For a moment, it occurred to him that he should let go, that they would both be better off if they were out of each other’s lives (even if that meant one of them was hanged to death, gallows like, from the living room rafters). She had not loved him for many years, and he had not loved her, but they were snarled together in the Web of Life and could not be disen
tangled. Let go, he told himself, let go of her legs and walk away; you can do it. But he could not do it because he remembered.
They had been undergrads at SUNY Plattsburgh in might-as-well-be-Canada upstate New York. He was from Albany; she was from Oswego. They fell in love, or he did, at freshman orientation. She was eccentric and peculiar, whimsical and weird; he was serious and studious, earnest and eager to please. He was attracted to her mercurial energy like a kid to candy and couldn’t explain why. His friends told him she was crazy. He knew it was true but didn’t care. “I’m stuck to her,” he said to them, kidding at the time, “and she’s stuck to me.”
“I can’t let go,” he said.
“Chachi is dead, Donald. Eaten by a coyote somewhere in the wild, wild woods.”
After four years in Plattsburgh that felt like four decades in Antarctica, they had dreamed dreams of a life in the sun. He was accepted into the UCLA School of Dentistry, and they drove across the country to start their new life in LA. They rented a two-room apartment in Laurel Canyon and lived on ramen noodles, Corn Flakes, and Campbell’s Soup. He carved teeth out of wax. She became an interior designer. Her muse was Dr. Seuss. His muse was her frenetic aura, which gave him the high-wire sense that his life could turn down any goddamn street in the world—the adrenalin of her was a rush. They married in Santa Monica and honeymooned in Barbados, where, when they were playing in the blue Caribbean, he accidentally smacked her in the face with a forearm and broke her nose. They returned from the island, she had a surgeon make her a new one, got addicted to Percocet, and then did her nose again for the drug. His friends said she was crazy. He knew it was true but couldn’t quit her. She was in his blood.

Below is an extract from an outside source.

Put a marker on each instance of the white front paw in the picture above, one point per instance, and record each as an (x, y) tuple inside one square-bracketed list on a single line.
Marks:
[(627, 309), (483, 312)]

“There are no wild woods in the Valley,” he said.
“Then he’s dead in the aqueduct, drowned like a little white angel. Let me go, Donald. He needs me now more than ever. Let me go to him in heaven.”
He bought a small practice in the Valley and worked hard and long to make it go. She never got pregnant and turned to her Dr. Seuss reading group for support. The bigger his business grew, the further away she seemed to get, and the deeper she slipped into her addictions. As hard as it was to live with her—the terrible cycle of surgery and pain pills and vodka and Dr. Seuss, over and over, ad infinitum—it was even more painful to think of living alone. And alone he would be because he’d discovered gin and cocaine, and no one worth living with would live with a cokehead, alcoholic dentist wasting away to skin and bone because his appetite for life had died with his wife. His friends said she was crazy. You have no idea, he’d thought, but he couldn’t stand to see her in so much pain. In the end, she was still the girl he fell for in Plattsburgh, the girl who excited him so.